Where they were was the Children’s Hospital, Sheffield.

And these stunning photos are the result of what happened when Andrew and arts partner Thomas Mann gave 30 patients cameras and asked them to snap their surroundings.

In other words, they form the first ever picture collection showing the world-renowned hospital through the eyes of youngsters being treated there.

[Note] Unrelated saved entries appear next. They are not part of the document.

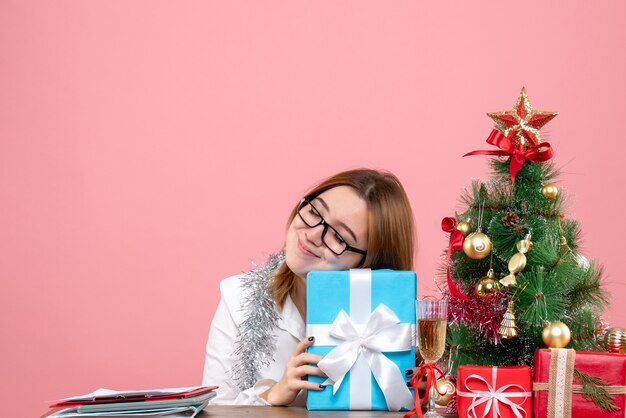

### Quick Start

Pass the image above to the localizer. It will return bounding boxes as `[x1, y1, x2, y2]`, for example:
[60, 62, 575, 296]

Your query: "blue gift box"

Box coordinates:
[306, 269, 416, 411]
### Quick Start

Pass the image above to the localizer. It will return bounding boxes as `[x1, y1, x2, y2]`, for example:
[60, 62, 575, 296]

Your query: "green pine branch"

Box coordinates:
[573, 369, 620, 413]
[525, 234, 560, 267]
[517, 267, 569, 328]
[569, 309, 606, 351]
[566, 261, 608, 309]
[490, 158, 561, 186]
[561, 219, 582, 253]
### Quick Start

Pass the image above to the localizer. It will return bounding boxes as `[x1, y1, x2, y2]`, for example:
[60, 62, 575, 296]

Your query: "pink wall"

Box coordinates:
[2, 2, 625, 416]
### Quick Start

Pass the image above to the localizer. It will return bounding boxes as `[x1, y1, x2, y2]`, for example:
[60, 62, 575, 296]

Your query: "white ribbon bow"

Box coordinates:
[316, 303, 414, 411]
[457, 367, 532, 418]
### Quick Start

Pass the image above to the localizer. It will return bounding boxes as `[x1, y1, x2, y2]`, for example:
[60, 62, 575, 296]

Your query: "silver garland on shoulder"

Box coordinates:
[231, 252, 285, 391]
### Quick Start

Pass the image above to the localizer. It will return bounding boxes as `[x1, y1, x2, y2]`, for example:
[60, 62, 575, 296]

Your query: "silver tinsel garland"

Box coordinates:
[231, 252, 285, 390]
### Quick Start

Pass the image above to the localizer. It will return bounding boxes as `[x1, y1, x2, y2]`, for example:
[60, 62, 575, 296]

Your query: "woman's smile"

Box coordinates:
[297, 239, 319, 258]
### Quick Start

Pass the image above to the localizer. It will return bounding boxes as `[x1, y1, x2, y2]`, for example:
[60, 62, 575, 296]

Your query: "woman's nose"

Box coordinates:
[306, 224, 325, 246]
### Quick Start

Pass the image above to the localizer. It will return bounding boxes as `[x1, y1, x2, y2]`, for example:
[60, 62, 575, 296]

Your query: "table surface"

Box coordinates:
[42, 405, 458, 417]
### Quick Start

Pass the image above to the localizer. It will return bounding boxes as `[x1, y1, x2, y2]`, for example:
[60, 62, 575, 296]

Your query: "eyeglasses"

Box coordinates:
[297, 198, 367, 256]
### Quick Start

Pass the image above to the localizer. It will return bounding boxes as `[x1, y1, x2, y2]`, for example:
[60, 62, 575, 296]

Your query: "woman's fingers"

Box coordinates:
[301, 380, 328, 391]
[294, 352, 324, 366]
[290, 336, 316, 358]
[288, 337, 321, 368]
[261, 336, 330, 405]
[293, 364, 327, 378]
[405, 366, 419, 378]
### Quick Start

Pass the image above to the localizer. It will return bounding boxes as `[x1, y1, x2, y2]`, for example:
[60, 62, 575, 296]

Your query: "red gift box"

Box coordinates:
[457, 365, 533, 418]
[534, 349, 626, 418]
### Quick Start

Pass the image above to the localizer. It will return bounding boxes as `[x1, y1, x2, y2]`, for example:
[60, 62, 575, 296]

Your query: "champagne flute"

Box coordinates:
[416, 298, 448, 418]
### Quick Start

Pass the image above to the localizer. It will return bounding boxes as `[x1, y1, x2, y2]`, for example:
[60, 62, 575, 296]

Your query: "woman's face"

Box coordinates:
[285, 185, 369, 280]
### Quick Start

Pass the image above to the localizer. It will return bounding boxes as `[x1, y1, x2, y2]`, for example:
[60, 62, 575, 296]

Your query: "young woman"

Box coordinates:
[202, 168, 415, 406]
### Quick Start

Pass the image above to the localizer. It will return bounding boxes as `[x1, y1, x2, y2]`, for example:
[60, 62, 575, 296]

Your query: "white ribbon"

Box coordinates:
[457, 367, 532, 418]
[316, 303, 414, 411]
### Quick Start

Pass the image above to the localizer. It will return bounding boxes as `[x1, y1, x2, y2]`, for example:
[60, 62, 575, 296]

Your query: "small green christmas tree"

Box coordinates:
[440, 88, 609, 371]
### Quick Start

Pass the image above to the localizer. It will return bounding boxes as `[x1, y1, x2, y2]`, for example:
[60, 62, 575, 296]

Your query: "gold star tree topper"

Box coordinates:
[487, 88, 558, 149]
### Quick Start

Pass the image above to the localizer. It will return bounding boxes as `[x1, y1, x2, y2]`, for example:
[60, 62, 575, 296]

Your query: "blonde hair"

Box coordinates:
[271, 168, 415, 310]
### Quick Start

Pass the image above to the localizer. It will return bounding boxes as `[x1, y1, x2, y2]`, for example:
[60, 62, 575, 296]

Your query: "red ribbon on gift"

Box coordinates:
[464, 129, 554, 183]
[404, 363, 447, 418]
[442, 217, 469, 301]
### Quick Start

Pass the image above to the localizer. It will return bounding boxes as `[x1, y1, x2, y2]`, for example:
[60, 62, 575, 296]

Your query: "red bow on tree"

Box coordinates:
[464, 129, 553, 183]
[441, 217, 469, 301]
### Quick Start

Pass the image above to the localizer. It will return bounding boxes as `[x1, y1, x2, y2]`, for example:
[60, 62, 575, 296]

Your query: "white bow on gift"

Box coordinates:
[316, 303, 414, 411]
[457, 367, 532, 418]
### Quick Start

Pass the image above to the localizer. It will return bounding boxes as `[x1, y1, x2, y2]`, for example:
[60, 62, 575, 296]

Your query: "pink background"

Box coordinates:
[2, 2, 625, 416]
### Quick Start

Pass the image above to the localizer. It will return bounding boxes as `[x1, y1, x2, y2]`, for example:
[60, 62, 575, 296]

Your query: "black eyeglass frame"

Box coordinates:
[297, 198, 368, 256]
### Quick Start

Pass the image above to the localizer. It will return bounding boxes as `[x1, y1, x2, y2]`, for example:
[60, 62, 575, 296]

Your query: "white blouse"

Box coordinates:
[202, 274, 307, 405]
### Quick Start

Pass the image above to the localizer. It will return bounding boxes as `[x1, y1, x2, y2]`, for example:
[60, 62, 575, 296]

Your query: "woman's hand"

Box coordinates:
[260, 336, 327, 406]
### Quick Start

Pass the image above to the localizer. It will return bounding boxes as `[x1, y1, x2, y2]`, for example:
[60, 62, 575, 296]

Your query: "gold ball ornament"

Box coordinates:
[434, 378, 456, 407]
[542, 321, 571, 348]
[542, 184, 559, 199]
[476, 269, 500, 298]
[605, 327, 626, 353]
[456, 221, 472, 237]
[463, 231, 492, 259]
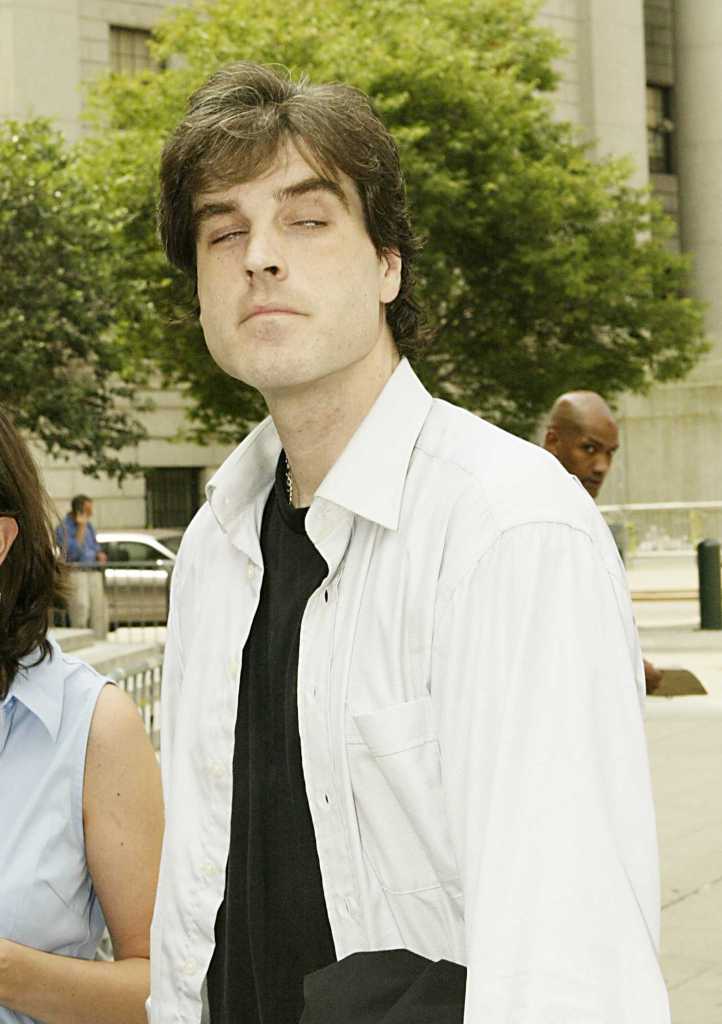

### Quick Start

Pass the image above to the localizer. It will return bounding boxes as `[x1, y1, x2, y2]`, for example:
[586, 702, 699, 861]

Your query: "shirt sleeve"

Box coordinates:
[150, 560, 185, 1024]
[432, 520, 670, 1023]
[159, 561, 185, 798]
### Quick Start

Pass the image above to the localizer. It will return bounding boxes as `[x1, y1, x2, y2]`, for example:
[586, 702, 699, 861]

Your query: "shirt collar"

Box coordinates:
[4, 637, 65, 741]
[206, 416, 282, 535]
[315, 358, 432, 530]
[206, 358, 433, 533]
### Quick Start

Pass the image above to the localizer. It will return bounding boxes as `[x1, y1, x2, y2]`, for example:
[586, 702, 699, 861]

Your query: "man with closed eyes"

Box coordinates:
[150, 62, 670, 1024]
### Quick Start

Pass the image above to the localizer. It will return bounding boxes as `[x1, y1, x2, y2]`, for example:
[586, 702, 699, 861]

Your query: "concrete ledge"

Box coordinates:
[70, 640, 164, 677]
[645, 696, 722, 718]
[51, 627, 94, 653]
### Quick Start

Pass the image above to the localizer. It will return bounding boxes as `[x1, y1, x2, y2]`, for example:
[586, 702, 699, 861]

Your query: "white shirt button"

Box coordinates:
[200, 860, 219, 878]
[181, 958, 197, 975]
[207, 759, 225, 778]
[246, 562, 256, 580]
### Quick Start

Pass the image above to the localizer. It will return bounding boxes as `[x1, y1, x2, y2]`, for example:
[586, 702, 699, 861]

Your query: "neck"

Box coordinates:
[266, 337, 400, 508]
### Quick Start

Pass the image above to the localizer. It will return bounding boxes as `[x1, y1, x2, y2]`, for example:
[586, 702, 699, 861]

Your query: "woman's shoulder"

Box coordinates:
[86, 682, 149, 757]
[15, 637, 152, 775]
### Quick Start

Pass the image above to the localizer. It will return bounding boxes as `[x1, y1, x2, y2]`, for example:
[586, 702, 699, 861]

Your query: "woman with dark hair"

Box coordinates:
[0, 406, 163, 1023]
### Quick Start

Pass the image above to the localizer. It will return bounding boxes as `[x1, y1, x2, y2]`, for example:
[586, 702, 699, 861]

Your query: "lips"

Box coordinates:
[243, 306, 301, 321]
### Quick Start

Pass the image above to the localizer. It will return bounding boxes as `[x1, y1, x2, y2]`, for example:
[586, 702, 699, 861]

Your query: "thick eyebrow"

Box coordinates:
[274, 176, 350, 209]
[193, 200, 240, 233]
[193, 176, 350, 235]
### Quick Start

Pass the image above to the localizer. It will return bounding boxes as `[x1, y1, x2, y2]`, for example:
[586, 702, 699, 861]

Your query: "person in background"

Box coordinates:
[0, 406, 164, 1024]
[55, 495, 107, 631]
[544, 389, 663, 693]
[543, 391, 619, 500]
[57, 495, 103, 565]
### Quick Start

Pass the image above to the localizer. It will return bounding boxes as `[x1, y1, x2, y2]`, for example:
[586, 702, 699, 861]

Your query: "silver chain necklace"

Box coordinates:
[284, 454, 294, 506]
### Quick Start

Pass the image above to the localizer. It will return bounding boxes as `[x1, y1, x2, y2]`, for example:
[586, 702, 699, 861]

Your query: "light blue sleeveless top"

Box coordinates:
[0, 638, 108, 1023]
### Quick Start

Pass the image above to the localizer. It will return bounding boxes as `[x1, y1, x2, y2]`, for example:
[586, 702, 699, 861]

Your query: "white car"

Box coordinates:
[96, 530, 182, 626]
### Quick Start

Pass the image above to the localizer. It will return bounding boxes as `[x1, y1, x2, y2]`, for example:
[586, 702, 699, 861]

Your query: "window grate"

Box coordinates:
[146, 468, 202, 528]
[110, 26, 155, 74]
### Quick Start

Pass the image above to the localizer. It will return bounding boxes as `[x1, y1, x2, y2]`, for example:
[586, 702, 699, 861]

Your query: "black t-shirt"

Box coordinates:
[206, 454, 336, 1023]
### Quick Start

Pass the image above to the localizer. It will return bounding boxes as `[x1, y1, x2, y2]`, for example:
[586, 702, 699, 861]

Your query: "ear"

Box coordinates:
[0, 516, 18, 568]
[379, 249, 402, 305]
[543, 428, 559, 454]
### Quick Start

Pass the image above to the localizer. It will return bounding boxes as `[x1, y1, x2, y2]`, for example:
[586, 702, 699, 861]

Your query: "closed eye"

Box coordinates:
[292, 219, 327, 228]
[211, 229, 248, 244]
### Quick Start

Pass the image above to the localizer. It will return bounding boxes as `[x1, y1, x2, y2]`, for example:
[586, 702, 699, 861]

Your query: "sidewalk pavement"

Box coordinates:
[637, 598, 722, 1023]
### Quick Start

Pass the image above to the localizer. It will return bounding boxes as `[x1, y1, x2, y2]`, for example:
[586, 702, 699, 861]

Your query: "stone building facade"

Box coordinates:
[1, 0, 720, 522]
[538, 0, 722, 507]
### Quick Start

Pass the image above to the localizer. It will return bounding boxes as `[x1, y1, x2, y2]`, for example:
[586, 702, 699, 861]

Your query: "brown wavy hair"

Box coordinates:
[0, 407, 67, 698]
[159, 61, 429, 354]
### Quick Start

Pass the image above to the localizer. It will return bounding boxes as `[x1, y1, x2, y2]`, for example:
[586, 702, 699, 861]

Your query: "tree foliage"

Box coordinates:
[80, 0, 707, 439]
[0, 119, 147, 477]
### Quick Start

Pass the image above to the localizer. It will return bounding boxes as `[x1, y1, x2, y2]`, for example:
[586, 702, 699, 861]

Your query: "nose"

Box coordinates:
[243, 227, 287, 281]
[592, 452, 612, 478]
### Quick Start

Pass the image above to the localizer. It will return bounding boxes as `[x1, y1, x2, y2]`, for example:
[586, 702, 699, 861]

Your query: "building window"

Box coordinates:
[646, 84, 674, 174]
[110, 26, 155, 74]
[146, 468, 202, 528]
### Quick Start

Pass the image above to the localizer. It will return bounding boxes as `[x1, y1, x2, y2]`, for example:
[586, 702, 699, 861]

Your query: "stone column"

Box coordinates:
[675, 0, 722, 369]
[578, 0, 649, 186]
[0, 0, 82, 140]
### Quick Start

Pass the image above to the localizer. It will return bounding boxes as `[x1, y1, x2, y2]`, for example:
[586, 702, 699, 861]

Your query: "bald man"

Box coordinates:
[543, 391, 619, 499]
[544, 390, 662, 694]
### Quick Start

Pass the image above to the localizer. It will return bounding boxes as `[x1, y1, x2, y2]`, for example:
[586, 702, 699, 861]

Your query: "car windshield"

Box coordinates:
[157, 534, 183, 554]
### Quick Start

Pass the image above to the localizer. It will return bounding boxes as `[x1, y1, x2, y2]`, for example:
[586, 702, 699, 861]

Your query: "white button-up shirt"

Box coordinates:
[150, 358, 669, 1023]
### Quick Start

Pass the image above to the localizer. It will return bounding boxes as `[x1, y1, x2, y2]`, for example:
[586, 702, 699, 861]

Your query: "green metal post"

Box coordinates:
[697, 539, 722, 630]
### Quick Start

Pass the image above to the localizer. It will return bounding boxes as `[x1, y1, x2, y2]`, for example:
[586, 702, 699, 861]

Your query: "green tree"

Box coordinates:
[0, 119, 147, 477]
[81, 0, 707, 440]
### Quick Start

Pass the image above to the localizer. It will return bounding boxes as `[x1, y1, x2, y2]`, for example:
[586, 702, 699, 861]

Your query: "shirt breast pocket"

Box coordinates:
[346, 695, 460, 895]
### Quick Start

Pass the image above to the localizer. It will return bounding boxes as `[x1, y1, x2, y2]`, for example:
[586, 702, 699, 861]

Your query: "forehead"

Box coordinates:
[577, 415, 619, 446]
[193, 143, 360, 213]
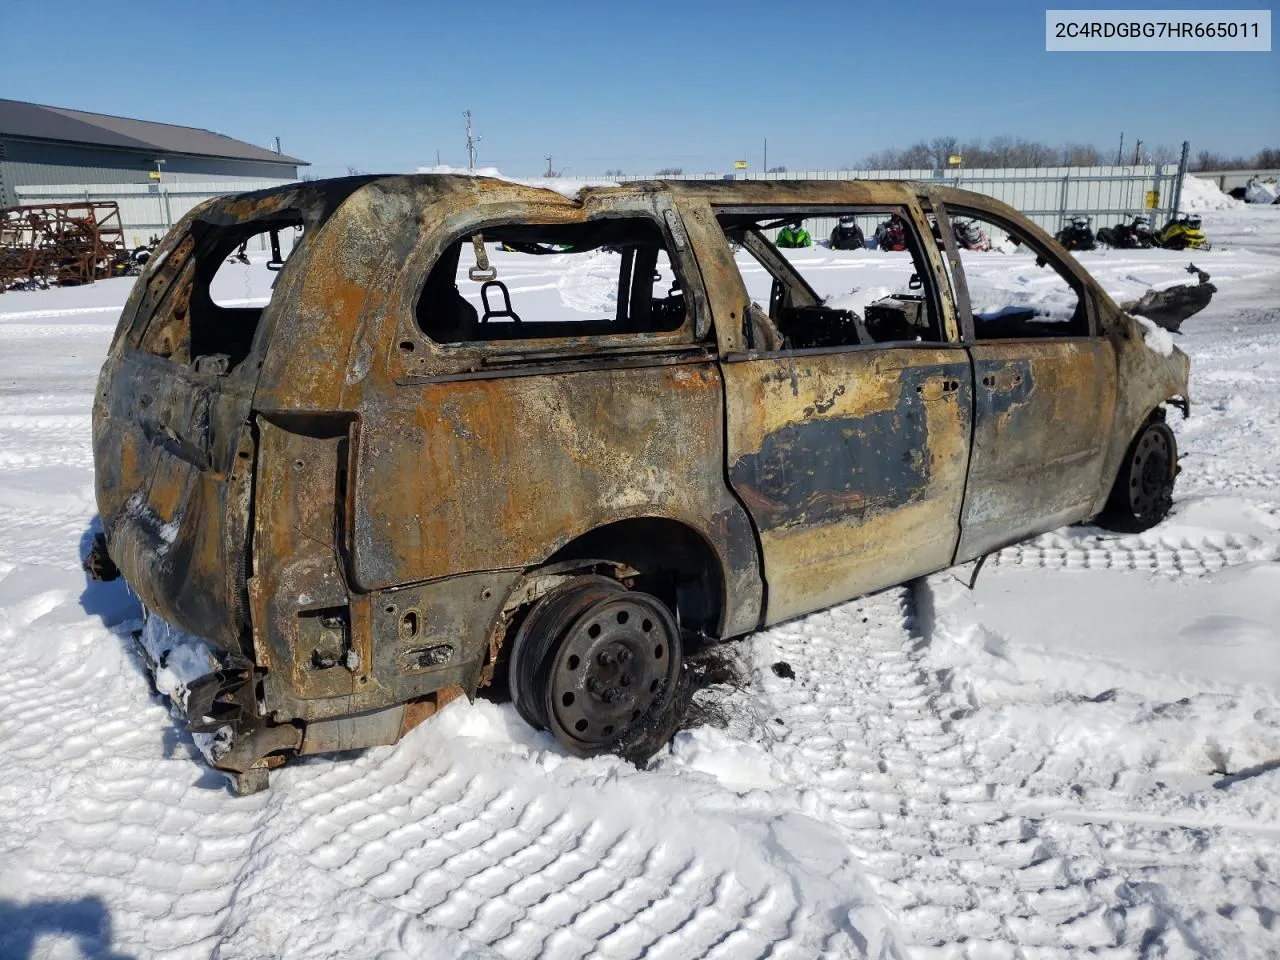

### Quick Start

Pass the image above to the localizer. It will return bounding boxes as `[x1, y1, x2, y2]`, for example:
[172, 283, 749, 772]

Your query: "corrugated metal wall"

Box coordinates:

Beds, food, medical records and (perhaps most importantly) toys are all included. And they are all included in vast swathes of colour.

Now 70 of the images – collectively titled Look Again – have gone on display in the hospital’s very own exhibition space, The Long Gallery.

“It’s a child eye’s view of the hospital,” says Andrew, 39, of Madehurst Rise, Heeley. “The hustle and bustle often means smaller details go unnoticed but the aim of this was to use close-ups to really bring the colours, textures and patterns of the place out.

“We gave the children a basic brief – keep it simple – and they took it from there. Professional photographers have already documented what goes on at the hospital but this captures a completely different, minimal side to life there. It’s about the feeling which the place gives.”

The project was carried out over five days earlier this summer.

Artfelt, the charity which commissions art projects in the hospital, asked the pair in after seeing work they’d previously done with youngsters in schools.

“We took 25 cameras, rooted ourselves in the play area, and waited for children to show an interest in us,” says Andrew, who also curates at Bank Street Arts in the city centre.

It didn’t take long. Youngsters of all ages and in the hospital for all reasons quickly became intrigued and asked to be involved.

“They didn’t really talk about why they were there and we didn’t ask,” says Thomas, 26, of Herringthorpe Lane, Rotherham.

“They were just concentrating on getting their pictures right.

“Most had experienced taking photos before – on their phones or parents’ cameras – but most had never thought to take pictures of everyday things.

“We told them to use their imaginations.

“One of the most rewarding things was when a parent came up afterwards and said thanks to us the family was now doing their own photo project over the summer. That was lovely.”

And the pictures themselves aren’t bad.

“Because their minimalist, they do look like they could have been done by a professional,” says Thomas.

“They’ve blown us away.

“They could easily be shown in another gallery after this exhibition ends.”